Öksürmekten düzgün konuşamıyordum.Yekta hemen feneri gözümden çekip beni kucakladı.Tekrar feneri alıp etrafa doğru tutup çıkışa doğru gidiyordu.

.Kollarımı boynuna sarıp ona sıkıca tutundum.Düşmekten korkan bir çocuk gibiydim.Kalbim hala küt küt atıyor ve nefes alıp verişim düzelmiyordu.Çıkışa varmadan elektrikler geldi ve herkes biranda sessizleşti.Başımı yasladığım göğsünden kaldırıp etrafa baktığımda içerde çok az kişinin olduğunu farkettim.Yerde kanlar içinde yatan iki erkek duruyordu.Hemen Yekta'nın kucağından inip onlara doğru yaklaştım.Yerde yatan kişinin Atlas olabileceği düşüncesi aklımı kurcalarken korku bütün bedenime yayılıyordu.Ona bu kadar benzemesi korkumu daha da arttırıyordu.Yerde duran bedene doğru yaklaşıp yüzüne baktım.Gördüğüm şey karşısında tek hatırladığım çığlık atıp kendimi karanlığa bırakışımdı...

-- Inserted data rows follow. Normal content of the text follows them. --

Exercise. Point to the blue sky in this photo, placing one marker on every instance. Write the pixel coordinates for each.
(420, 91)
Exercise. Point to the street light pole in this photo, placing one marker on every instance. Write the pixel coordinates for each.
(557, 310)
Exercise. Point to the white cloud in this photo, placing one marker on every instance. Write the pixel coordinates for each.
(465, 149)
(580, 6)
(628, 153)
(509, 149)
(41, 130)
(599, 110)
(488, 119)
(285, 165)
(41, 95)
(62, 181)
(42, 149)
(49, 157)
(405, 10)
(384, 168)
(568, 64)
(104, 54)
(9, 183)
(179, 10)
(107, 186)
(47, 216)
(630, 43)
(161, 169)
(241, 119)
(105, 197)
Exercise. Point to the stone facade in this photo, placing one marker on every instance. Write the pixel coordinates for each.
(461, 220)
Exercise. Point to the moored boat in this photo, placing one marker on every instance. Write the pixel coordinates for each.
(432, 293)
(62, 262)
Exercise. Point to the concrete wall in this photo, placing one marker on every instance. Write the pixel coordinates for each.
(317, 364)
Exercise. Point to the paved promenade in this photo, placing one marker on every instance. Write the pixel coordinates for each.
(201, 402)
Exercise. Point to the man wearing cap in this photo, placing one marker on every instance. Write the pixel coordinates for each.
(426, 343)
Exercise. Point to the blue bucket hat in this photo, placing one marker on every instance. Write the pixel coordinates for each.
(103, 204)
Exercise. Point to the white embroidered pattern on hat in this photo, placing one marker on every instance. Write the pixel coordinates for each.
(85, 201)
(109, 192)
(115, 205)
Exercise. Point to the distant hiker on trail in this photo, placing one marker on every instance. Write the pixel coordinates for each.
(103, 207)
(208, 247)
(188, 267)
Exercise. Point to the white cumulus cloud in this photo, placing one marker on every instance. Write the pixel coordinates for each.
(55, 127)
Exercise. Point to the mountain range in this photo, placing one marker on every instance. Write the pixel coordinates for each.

"Durumu nasıl doktor bey?"

"Endişelenecek bir şey yok.Sadece ufak bir baygınlık geçirmiş.Biraz dinlensin geçer."

Gözlerimi yavaşça açarken bedenimdeki uyuşukluk her tarafıma yayılıyordu.Başıma giren ağrılar ve gördüğüm loş ışık nerede olduğumu sorgulamamı sağlıyordu.Duyduğum seslerin sahibine baktığımda beyaz önlüklü bir adamın Yekta ile konuştuğunu gördüm.Kalktığımı farkedecek olmalılar ki ikiside bana doğru döndü.

"Neredeyim ben ne işim var burada?" Kendime gelmeye çalışırken aklımı kurcalayan sorulara bir cevap arıyordum.Yekta bana doğru yaklaşıp elimi tutarak,

"Sakin ol Azra sadece ufak bir baygınlık geçirdin.Sanırım kan görmeye dayanamıyorsun." dedi.Kan kelimesini duyduğum an neler olduğunu hatırlamaya başladım.Hemen doğrulup "Atlas nerde?" diye sordum.Kanlar içinde yatan kişinin kim olduğunu hatırlamıyordum.Atlas mıydı? Hayır o olamazdı.

Soruma cevap gelmeyince tamamen ayağa kalktım.Doktorun ve Yekta'nın uzanmam gerektiği ile ilgili söyledikleri umrumda değildi.Bana engel olmaya çalışarak beni kolumdan tutan Yekta'dan kurtulmayı başarmıştım.Odanın dışında çıkıp koridorda Atlas' ı arıyordum.O ölmüş olamazdı.Yekta tekrar kolumdan tutup beni yakaladı.